For me....2 1/2 months passed before we even spoke to each other about us, so to be quite honest, I was very much desiring sex at that point, so it happened very quickly for us. But I do feel it was more about sex for me than actual intimacy. Kind of more of a physical carnal gratification then anything else. The intimacy/making love came after that initial sexual reconciliation. I believe that in my case, when we did make love for the first time, it really made him question again why he ever left in the first place. It was another strong lesson to him that the grass is not greener on the other side. 

I would recommend reading pages 100-105 of After the Affair.

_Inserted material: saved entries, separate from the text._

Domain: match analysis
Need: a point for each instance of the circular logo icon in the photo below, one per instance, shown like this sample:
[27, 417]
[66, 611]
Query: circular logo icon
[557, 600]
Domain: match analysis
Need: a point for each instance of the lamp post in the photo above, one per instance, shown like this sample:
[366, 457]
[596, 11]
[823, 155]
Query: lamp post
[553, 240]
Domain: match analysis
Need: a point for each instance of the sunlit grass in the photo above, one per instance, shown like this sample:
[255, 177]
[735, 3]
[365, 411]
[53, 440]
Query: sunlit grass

It may help you make this decision.


----------



## nascarfan (Feb 9, 2009)

WOW it has been so long that I don't remember but I want to say that it was 2 months or so.


----------



## humpty dumpty (Nov 26, 2008)

Its your call .. only you know if its right for you .
Its a recovery process time to heal and also time to learn about each other again... for me it was even a time to become confident in bed again .
it took me at least 3 months to sleep with my husband again but a good six years before i was confident to take the lead ..
I t could have been a lot sooner if i had found this site earlier !! 
good luck


----------



## justean (May 28, 2008)

im afraid what your going through is the grieving process.
your emotions are very haywire at the moment.
one minute you love, then you hate, then your confused/ unsure then your sure , negative , positive, fight for your partner then you dont want them.
low self-esteem, let down by your partner and the cycle starts all over again.
my H had the one night stand last april. devastated me.
before the deed, my H had bookd a hotel for us. something we did as a couple n e way.
this was only 2 week later, my feelings were similar to yours.
the sex on the night was fab , except we on my command used condoms, something thats very strange for a H and W to have to do, when you shouldnt have to. 
i made my H get himself tested, so we were waiting for the results. it taught him a lesson and plus he had to do it for himself.
i would then go through phases of sex, no sex. sometimes i felt disgusting for what i was doing etc.
but we obviously stil had the chemistry for eachother, so it was a basis to start again on our marriage.


----------